How to Win an Argument
There is only one path to winning an argument — which I will cover at the end of this article, but most of this document will be about how to sway minds to your point of view, usually the minds of people not directly involved in the argument.
First, appeal to emotion but back it up with facts. Nobody is above appeal to emotion; it’s simply which emotional appeals work for you—an example I have used: My father (probably) died due to COVID-19 in February of 2020. When I have had debates over the reality of that particular disease, I often bring that up. It’s factual (he died of unexpected respiratory failure and wasn’t tested). It’s also a hard argument to get around — if you hit back at me in that situation, you come across poorly. You have to hit me with rational arguments, not ad hominem. Since I’m right, that makes it hard to do.
That brings me to the second method. Be right. Do your research, verify your facts, and vet your sources.
If you are right, the people reading can check your facts, and they match reality. I’ve been swayed by someone who came at me with better facts when others had worse facts. In the long run, it turned out that the ones using better facts were wrong… but because they had accurate facts, they convinced me of their point of view. More research and more experience changed my point of view. They would have been so far ahead if the original argument had come with all of the correct stats. This happens a lot with people on my side — I’m a big lefty, and we do have strong evidence supporting us, but because so many on our side come from a point of empathy and emotion, they don’t engage with the facts.
Third, avoid the hell out of fallacies. Focus on the arguments, engage with them, and take them seriously. Counter your opponent's points. It’s okay to insult your opponent, but not instead of countering their points.
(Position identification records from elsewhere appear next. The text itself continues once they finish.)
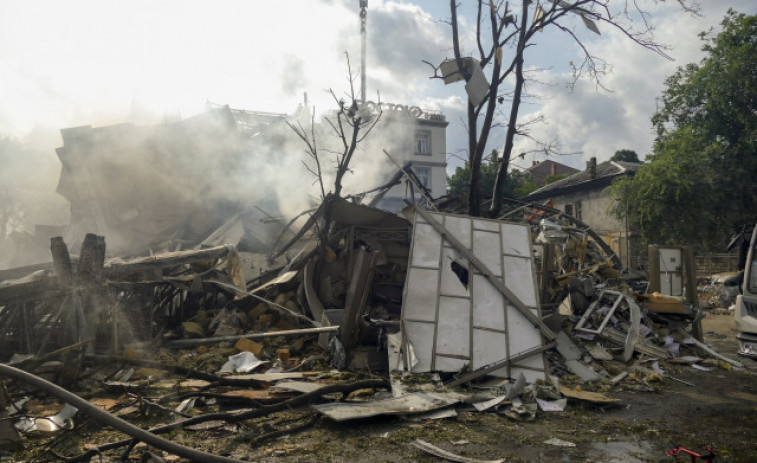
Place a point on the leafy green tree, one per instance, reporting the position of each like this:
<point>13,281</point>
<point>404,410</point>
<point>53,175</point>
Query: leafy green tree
<point>625,156</point>
<point>700,183</point>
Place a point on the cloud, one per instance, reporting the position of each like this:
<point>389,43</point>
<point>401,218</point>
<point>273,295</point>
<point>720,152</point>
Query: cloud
<point>597,122</point>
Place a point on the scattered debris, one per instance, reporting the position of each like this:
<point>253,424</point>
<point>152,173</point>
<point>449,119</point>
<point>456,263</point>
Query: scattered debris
<point>437,452</point>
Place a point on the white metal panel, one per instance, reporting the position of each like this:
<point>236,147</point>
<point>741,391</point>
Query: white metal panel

An example of the right way: You are wrong because you haven’t taken into account the shift in position of the Melbourne sensor from an airport tarmac to a shady garden, you low-life pathetic homunculus of a mock human being. Now, the wrong way: You are wrong because you are a low-life pathetic homunculus of a mock human being.
That’s just a few ways of engaging in argument — there are many more, but these are the main ones I usually use.
Now, how to win an argument: Change your mind because you have been exposed to facts, ideas, and thoughts you hadn’t considered. Learn from your interlocutor. That has always been the best part of debate, of argument. I used to have an issue with the term Cis — and then I listened, debated, and realized that I didn’t hold my original point of view, that I was wrong.